The introductory chapter provides a great overview of what the book has in store, making it a perfect sample download. It explains the options available for window functions and which functions are new in SQL 2012 (
LEAD, etc.). The chapter provides some quick examples to whet your appetite with tantalizing hints of more details to come. The chapter is kept light enough that you want to keep reading while still providing useful information, all the while promising great things to come.
- Programming options explained – Set Based, Window Functions, and Iterative
- Preview of Chapter 5 in the form of sample scripts and situations
- Elements of window functions – Partitioning, Ordering, and Framing
Chapter 2 – A Detailed Look at Windows Functions
This chapter goes into explains partitioning and framing. If you are even slightly fuzzy on the concept, this is a very important section. I was surprised at just how much detail the author went into to explain the technicalities. On the other hand, it’s a deep dive that could overwhelm someone trying to read the book with very little prior knowledge of window functions. In that case, I suggest you skim the chapter and come back to it after you better understand what window functions can do to save your queries.
The thing that bothers me is how the author melds theoretical SQL window functions in with the TSQL supported functions. I appreciate that he mentions ANSI standards, but if it’s not directly supported in TSQL, I don’t really want to learn about it in detail while reading about TSQL functions. Now I’m afraid that I will try using
NTH_VALUE and then get horribly disappointed when I remember it’s not supported. Separating the functions that are not supported by SQL Server into a different section or chapter might have been the better route here.
- Aggregate Functions – Distinct and Nested
- Ranking Functions – Row_Number, Ntile, Rank, Dense_Rank
- Distribution Functions – Percent_Rank, Cume_Dist
- Offset Functions – Lag, Lead, First_Value, Last_Value
Chapter 3 – Ordered Set Functions
The explanations in this chapter get very “mathy”. If equations scare you, you might need to read quickly, or just look at the general solutions and move on. Basically he provides script alternatives and the math necessary to get those alternatives to work. Very cool; a bit complex.
- Hypothetical Set Functions – Ranking and Distributions
- String Concatenation – Using Coalesce, Stuff, and XML path
Chapter 4 – Optimization of Windows Functions
If you don’t understand query execution plans, a lot of this chapter will go over your head. It even starts with such a warning. There are numerous examples of execution plans and each example explains why it is slow or fast based on index scans, seeks, parallelism, etc. Sample data is provided for testing.
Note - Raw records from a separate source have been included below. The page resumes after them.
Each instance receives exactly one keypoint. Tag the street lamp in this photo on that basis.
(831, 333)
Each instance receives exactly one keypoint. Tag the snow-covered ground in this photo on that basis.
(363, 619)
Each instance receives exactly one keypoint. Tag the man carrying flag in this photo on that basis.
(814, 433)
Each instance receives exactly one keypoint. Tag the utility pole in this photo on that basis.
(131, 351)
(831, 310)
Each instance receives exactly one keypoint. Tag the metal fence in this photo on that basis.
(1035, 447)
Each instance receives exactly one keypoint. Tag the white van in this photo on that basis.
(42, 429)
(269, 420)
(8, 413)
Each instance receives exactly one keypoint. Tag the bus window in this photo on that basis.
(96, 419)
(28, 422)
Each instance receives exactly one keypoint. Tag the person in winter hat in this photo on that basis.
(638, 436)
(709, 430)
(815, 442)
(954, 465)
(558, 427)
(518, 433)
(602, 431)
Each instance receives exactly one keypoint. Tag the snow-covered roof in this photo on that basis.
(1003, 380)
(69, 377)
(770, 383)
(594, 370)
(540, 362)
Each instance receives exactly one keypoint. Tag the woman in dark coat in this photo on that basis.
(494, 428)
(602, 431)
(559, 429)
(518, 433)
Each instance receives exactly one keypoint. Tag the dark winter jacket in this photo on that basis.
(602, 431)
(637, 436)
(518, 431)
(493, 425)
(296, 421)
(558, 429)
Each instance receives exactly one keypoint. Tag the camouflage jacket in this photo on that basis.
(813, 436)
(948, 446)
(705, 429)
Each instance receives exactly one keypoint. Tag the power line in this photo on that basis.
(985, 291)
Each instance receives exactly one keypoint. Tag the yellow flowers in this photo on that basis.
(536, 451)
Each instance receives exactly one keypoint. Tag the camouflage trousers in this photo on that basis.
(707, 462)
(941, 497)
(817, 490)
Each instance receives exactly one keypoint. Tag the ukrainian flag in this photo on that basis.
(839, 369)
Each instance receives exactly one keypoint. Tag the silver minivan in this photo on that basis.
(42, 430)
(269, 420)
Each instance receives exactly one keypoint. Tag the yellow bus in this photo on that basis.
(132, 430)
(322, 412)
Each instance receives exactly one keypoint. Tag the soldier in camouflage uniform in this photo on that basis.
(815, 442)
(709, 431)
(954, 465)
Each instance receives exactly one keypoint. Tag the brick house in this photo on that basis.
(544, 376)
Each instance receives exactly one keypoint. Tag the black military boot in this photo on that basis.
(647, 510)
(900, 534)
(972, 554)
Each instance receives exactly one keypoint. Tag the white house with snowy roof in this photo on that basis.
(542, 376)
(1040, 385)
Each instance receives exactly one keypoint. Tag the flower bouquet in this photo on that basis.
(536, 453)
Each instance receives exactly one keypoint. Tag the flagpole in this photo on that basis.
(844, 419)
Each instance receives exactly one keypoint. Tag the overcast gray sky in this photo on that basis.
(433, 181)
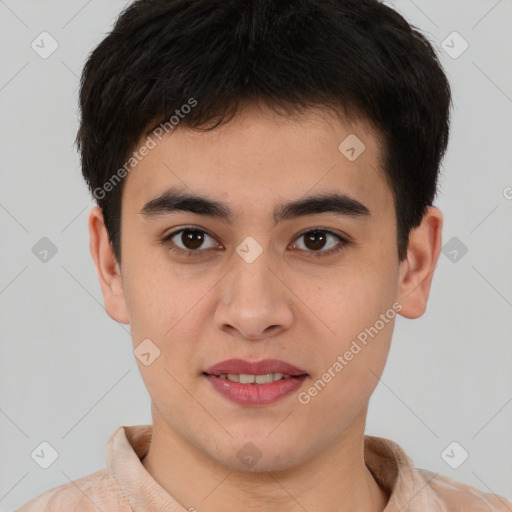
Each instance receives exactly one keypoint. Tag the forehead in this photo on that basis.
(259, 158)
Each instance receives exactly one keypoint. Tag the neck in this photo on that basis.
(335, 480)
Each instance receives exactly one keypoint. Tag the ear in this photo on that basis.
(109, 272)
(417, 270)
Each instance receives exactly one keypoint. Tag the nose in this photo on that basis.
(255, 302)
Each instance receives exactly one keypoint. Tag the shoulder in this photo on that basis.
(460, 497)
(97, 491)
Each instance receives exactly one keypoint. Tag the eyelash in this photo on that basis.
(316, 254)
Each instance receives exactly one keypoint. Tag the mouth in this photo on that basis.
(255, 383)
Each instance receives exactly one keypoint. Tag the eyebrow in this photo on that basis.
(174, 200)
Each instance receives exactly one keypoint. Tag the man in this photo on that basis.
(265, 174)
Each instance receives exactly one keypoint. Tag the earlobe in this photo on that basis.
(417, 270)
(109, 272)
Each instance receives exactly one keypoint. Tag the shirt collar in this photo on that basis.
(388, 463)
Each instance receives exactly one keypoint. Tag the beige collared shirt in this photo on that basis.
(125, 485)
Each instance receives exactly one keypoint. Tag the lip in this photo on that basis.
(255, 368)
(255, 395)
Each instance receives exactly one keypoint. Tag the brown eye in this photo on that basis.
(189, 241)
(316, 240)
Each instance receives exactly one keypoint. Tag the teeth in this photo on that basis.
(244, 378)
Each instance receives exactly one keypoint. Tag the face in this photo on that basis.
(316, 287)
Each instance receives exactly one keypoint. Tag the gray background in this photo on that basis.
(67, 372)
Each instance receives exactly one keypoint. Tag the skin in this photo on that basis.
(287, 304)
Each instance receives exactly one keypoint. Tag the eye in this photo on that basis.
(317, 239)
(191, 239)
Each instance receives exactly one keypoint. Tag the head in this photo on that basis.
(241, 108)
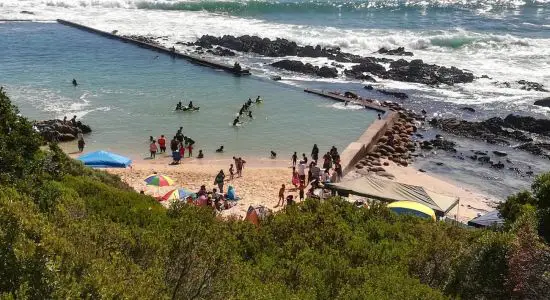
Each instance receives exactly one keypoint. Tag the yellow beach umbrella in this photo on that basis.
(412, 208)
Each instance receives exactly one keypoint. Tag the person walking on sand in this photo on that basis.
(295, 178)
(153, 149)
(162, 144)
(315, 153)
(281, 196)
(219, 180)
(190, 149)
(81, 144)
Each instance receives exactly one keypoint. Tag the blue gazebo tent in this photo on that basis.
(104, 159)
(488, 219)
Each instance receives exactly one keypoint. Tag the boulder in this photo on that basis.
(543, 102)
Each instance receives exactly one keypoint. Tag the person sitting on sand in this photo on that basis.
(281, 196)
(219, 180)
(153, 149)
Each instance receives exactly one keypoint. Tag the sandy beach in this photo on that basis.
(262, 179)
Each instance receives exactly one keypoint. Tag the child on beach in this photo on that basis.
(153, 149)
(281, 196)
(81, 144)
(162, 144)
(190, 149)
(295, 178)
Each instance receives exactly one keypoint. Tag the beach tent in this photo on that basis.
(104, 159)
(412, 208)
(390, 191)
(255, 214)
(488, 219)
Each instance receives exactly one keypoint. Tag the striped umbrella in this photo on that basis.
(159, 180)
(177, 194)
(412, 208)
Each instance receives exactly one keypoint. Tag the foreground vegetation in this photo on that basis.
(70, 232)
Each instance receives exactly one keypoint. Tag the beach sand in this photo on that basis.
(262, 179)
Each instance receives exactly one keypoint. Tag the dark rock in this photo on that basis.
(499, 153)
(300, 67)
(398, 51)
(543, 102)
(350, 95)
(398, 95)
(529, 85)
(57, 131)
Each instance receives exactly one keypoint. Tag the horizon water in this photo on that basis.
(126, 94)
(507, 40)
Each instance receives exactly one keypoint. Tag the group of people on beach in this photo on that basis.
(331, 171)
(246, 110)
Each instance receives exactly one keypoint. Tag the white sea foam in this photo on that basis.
(502, 57)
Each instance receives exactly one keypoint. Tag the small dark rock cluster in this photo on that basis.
(307, 68)
(398, 51)
(59, 131)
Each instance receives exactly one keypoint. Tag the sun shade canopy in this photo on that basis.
(390, 191)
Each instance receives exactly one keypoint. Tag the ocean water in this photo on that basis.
(508, 40)
(127, 94)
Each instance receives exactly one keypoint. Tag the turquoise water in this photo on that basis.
(126, 94)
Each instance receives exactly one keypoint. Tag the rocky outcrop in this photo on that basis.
(219, 51)
(400, 70)
(543, 102)
(307, 68)
(413, 71)
(398, 51)
(59, 131)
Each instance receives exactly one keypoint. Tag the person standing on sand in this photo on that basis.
(219, 180)
(302, 172)
(153, 149)
(281, 196)
(182, 150)
(81, 144)
(315, 153)
(162, 144)
(190, 149)
(295, 178)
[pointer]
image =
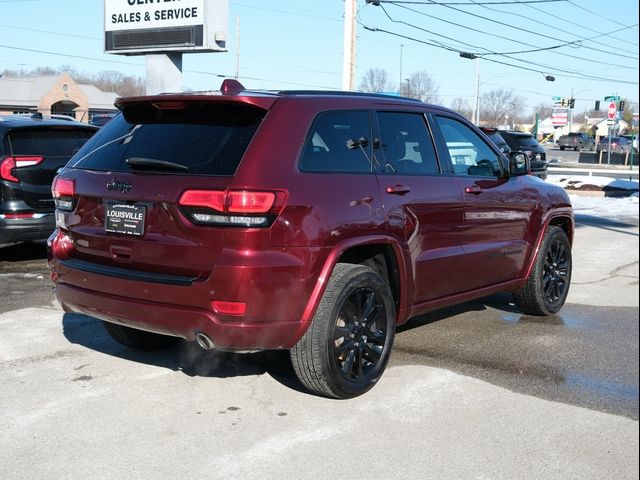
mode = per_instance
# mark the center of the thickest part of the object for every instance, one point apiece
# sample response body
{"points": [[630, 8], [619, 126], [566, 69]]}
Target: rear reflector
{"points": [[229, 308], [10, 163], [63, 191], [240, 208]]}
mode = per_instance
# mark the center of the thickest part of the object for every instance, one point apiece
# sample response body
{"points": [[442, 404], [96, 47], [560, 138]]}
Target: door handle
{"points": [[398, 189], [476, 190]]}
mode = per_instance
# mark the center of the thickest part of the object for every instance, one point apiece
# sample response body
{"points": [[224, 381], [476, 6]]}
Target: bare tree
{"points": [[462, 106], [499, 104], [108, 81], [375, 80], [422, 87], [544, 110]]}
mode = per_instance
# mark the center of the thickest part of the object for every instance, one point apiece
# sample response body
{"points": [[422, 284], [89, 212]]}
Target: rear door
{"points": [[497, 209], [423, 205], [131, 175], [50, 148]]}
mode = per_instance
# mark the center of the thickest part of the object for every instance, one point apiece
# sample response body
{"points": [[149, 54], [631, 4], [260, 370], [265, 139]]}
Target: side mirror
{"points": [[519, 164]]}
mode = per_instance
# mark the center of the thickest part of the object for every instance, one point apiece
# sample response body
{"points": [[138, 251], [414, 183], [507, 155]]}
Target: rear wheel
{"points": [[347, 346], [139, 339], [547, 287]]}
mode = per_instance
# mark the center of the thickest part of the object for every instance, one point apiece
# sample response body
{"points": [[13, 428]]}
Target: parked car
{"points": [[315, 222], [577, 141], [524, 142], [618, 145], [32, 149], [497, 139]]}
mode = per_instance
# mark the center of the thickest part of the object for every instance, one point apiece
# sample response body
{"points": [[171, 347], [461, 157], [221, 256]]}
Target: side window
{"points": [[338, 141], [470, 155], [406, 144]]}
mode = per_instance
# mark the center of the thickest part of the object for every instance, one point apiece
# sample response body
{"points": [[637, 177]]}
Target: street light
{"points": [[475, 117]]}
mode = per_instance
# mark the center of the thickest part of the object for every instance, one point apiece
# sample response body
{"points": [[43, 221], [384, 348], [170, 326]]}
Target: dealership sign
{"points": [[145, 26]]}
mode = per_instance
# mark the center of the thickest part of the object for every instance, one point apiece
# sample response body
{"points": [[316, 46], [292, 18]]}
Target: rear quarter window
{"points": [[207, 139]]}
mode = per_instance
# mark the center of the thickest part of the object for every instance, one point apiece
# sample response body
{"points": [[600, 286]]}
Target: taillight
{"points": [[241, 208], [64, 192], [10, 163]]}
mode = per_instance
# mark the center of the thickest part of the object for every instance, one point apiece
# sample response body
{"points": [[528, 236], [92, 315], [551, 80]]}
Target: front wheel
{"points": [[547, 287], [346, 348]]}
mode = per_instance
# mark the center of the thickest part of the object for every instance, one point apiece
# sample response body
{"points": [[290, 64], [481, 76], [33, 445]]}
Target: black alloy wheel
{"points": [[359, 335], [555, 272], [345, 350]]}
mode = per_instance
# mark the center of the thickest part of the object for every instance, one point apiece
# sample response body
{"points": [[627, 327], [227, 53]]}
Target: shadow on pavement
{"points": [[583, 220], [23, 251], [185, 357]]}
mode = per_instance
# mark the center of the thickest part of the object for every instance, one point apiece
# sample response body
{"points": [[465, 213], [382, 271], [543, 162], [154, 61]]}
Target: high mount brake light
{"points": [[241, 208], [9, 163], [64, 192]]}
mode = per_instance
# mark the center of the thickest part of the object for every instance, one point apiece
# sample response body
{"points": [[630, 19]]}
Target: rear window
{"points": [[50, 142], [207, 140], [521, 141]]}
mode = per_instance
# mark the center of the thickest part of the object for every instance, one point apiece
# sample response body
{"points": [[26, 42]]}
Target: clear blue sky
{"points": [[298, 44]]}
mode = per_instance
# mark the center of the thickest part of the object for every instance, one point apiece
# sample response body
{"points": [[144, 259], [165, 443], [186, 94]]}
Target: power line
{"points": [[597, 14], [449, 48], [499, 2], [565, 20], [515, 41]]}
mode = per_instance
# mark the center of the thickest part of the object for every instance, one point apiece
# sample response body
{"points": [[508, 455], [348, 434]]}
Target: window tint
{"points": [[470, 155], [209, 140], [521, 141], [50, 142], [338, 142], [406, 144]]}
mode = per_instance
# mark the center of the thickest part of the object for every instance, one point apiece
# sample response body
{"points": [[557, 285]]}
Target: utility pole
{"points": [[476, 96], [349, 53], [401, 80], [237, 46]]}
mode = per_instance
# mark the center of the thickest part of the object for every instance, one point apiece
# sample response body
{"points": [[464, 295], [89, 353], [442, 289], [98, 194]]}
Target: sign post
{"points": [[611, 119]]}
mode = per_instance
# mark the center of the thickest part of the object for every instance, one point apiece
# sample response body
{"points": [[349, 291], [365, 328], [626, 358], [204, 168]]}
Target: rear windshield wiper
{"points": [[137, 162]]}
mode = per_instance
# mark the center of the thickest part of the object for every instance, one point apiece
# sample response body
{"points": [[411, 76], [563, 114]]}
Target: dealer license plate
{"points": [[125, 218]]}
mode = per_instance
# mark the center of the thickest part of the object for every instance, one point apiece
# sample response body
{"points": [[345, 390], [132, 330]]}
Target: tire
{"points": [[139, 339], [345, 350], [546, 289]]}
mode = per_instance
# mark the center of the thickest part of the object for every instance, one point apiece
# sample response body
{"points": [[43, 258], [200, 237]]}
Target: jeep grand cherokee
{"points": [[309, 221]]}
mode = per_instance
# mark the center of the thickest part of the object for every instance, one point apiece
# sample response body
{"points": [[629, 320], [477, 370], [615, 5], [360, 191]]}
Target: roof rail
{"points": [[347, 94]]}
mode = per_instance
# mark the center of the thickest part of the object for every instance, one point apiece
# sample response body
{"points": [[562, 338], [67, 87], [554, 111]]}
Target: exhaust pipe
{"points": [[204, 341]]}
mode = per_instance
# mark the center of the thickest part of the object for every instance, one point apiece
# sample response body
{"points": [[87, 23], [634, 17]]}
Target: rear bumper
{"points": [[178, 320], [26, 229]]}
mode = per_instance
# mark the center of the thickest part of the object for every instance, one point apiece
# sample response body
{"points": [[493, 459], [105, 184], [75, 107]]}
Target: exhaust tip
{"points": [[204, 341]]}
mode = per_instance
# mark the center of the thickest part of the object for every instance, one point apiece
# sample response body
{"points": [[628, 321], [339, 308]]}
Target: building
{"points": [[54, 94]]}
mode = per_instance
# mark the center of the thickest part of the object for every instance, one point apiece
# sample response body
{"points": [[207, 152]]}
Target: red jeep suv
{"points": [[315, 222]]}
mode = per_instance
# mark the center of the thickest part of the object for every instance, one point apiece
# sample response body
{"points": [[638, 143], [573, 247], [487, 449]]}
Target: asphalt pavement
{"points": [[474, 391]]}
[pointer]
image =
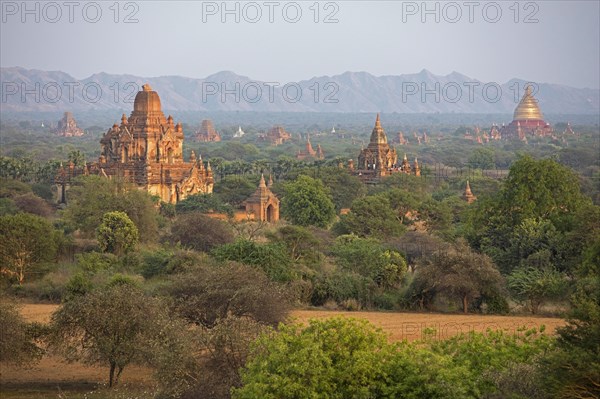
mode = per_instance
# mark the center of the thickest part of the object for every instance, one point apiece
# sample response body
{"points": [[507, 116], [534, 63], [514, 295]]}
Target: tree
{"points": [[17, 337], [204, 295], [301, 243], [573, 370], [344, 187], [117, 233], [482, 158], [114, 326], [369, 258], [200, 232], [341, 358], [459, 272], [543, 189], [203, 203], [307, 203], [233, 190], [372, 217], [539, 206], [31, 203], [25, 241], [93, 196], [536, 285], [271, 258]]}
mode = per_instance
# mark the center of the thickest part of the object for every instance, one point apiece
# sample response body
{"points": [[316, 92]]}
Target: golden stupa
{"points": [[527, 120], [528, 108]]}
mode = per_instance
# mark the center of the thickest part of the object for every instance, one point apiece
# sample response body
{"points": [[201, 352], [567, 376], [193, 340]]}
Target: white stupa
{"points": [[239, 133]]}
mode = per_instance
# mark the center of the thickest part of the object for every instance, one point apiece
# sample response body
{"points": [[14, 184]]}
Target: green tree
{"points": [[573, 371], [233, 190], [25, 241], [459, 272], [307, 203], [341, 358], [344, 187], [490, 357], [117, 233], [369, 258], [200, 232], [203, 203], [114, 326], [93, 196], [482, 158], [271, 258], [543, 189], [372, 217], [209, 293], [536, 285], [17, 337], [301, 243]]}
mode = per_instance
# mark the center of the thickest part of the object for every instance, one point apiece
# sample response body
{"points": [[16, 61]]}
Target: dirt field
{"points": [[410, 326]]}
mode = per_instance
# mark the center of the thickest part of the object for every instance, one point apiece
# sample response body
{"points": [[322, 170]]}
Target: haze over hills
{"points": [[347, 92]]}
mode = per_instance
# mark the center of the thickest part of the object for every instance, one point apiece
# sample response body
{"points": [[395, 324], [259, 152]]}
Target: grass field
{"points": [[52, 378]]}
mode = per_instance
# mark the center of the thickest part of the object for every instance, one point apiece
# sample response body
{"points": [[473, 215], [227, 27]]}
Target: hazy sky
{"points": [[551, 41]]}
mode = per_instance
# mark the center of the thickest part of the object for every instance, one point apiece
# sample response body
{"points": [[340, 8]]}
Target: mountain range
{"points": [[27, 90]]}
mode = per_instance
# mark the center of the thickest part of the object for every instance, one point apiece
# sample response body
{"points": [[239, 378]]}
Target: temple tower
{"points": [[263, 204]]}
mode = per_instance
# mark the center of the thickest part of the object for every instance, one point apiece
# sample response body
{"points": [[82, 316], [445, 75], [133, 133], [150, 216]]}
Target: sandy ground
{"points": [[399, 326]]}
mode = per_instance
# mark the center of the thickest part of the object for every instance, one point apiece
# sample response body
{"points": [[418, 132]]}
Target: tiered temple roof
{"points": [[67, 127], [147, 149], [207, 132], [527, 119]]}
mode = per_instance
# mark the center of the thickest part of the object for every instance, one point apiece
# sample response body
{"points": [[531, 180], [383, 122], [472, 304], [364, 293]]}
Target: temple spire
{"points": [[468, 194]]}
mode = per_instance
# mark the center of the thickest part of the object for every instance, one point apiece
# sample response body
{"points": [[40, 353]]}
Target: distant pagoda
{"points": [[67, 127], [379, 159], [468, 194], [207, 132], [527, 120]]}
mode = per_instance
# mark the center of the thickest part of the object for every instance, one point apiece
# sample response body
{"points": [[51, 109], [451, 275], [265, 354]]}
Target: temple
{"points": [[239, 134], [207, 132], [67, 127], [310, 152], [263, 205], [379, 159], [468, 195], [147, 149], [527, 120], [276, 136]]}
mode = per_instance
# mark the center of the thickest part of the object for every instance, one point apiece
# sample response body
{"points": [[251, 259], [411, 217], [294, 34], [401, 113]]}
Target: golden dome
{"points": [[378, 135], [528, 108], [147, 100]]}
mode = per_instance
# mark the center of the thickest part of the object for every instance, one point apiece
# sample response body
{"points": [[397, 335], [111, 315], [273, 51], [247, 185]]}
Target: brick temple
{"points": [[379, 159], [67, 127], [146, 149]]}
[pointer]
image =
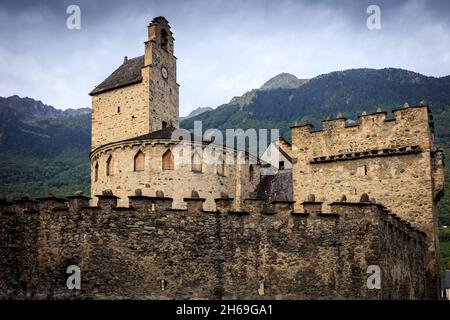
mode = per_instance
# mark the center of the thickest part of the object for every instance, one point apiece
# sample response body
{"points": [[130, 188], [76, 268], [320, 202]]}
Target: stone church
{"points": [[178, 217], [135, 144]]}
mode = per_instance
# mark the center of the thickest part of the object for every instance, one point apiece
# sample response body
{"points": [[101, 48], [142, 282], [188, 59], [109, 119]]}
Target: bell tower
{"points": [[141, 95], [160, 68]]}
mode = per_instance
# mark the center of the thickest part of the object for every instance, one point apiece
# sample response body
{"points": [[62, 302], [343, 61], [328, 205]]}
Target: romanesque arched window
{"points": [[110, 166], [164, 39], [139, 161], [168, 160], [196, 161], [96, 172]]}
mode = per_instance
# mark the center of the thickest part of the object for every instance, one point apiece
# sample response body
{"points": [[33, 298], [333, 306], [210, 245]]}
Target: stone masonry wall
{"points": [[151, 251], [176, 183], [395, 161], [109, 125]]}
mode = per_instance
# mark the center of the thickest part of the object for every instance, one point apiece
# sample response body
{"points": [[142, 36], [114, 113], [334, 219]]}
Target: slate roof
{"points": [[162, 134], [285, 154], [128, 73]]}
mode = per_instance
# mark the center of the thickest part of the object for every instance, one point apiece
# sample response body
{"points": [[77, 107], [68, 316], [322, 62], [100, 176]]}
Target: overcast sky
{"points": [[224, 48]]}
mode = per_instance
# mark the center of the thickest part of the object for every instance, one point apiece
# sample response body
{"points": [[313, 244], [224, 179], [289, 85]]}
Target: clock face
{"points": [[164, 72]]}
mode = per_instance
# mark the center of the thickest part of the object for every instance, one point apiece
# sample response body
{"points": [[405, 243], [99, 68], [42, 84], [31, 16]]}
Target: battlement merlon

Columnstore indexes are mentioned, but for window functions to perform best, normally these should not be used due to sorting issues. It’s not like many people are using them yet anyways.
The detailed information on framing was my favorite part of this chapter. I’ve used
ROWS UNBOUNDED PRECEDING to calculate running totals in SQL 2012 with great success, but I had never studied the particular differences between
RANGE (hint, stick with
ROWS by default) or considered the many applications of the
BETWEEN operator for framing, especially for pulling specific rows quickly using
- Indexing Guidelines for Window Functions
- Improving Parallelism using Apply
- Optimizing Functions using Framing (added in SQL 2012)
- Distribution Functions – Rank and Inverse optimization
Chapter 5 – T-SQL Solutions Using Windows Functions
Some people will skip directly to this chapter, and really, once you have read the book, this is most likely the section you will flip to when you need a trick query. The format of this chapter is: Introduce an issue; provide a set based, iterative, and windows function solution; then compare the time and effort to do each.
It’s a great chapter to glance over once, and then keep mental notes of what it contains for when you need to do some odd math, like calculate data islands or gaps.
- Number Table
- Date Sequences
- Removing Duplicates
- Top N
- Running Totals
- Conditional Aggregate
- Sorting Hierarchies
Overall, this was a great read that I recommend to anyone who writes TSQL. Although I’ve worked with window functions for a few years and have experience using the new SQL 2012 functions, the exhaustive detail that the author went into is important for tuning, especially considering the relatively short reading investment necessary. The last chapter will continue to be a great resource for rare query requests, especially since it provides non-window function alternatives – in case a query has to run against an older version of SQL Server.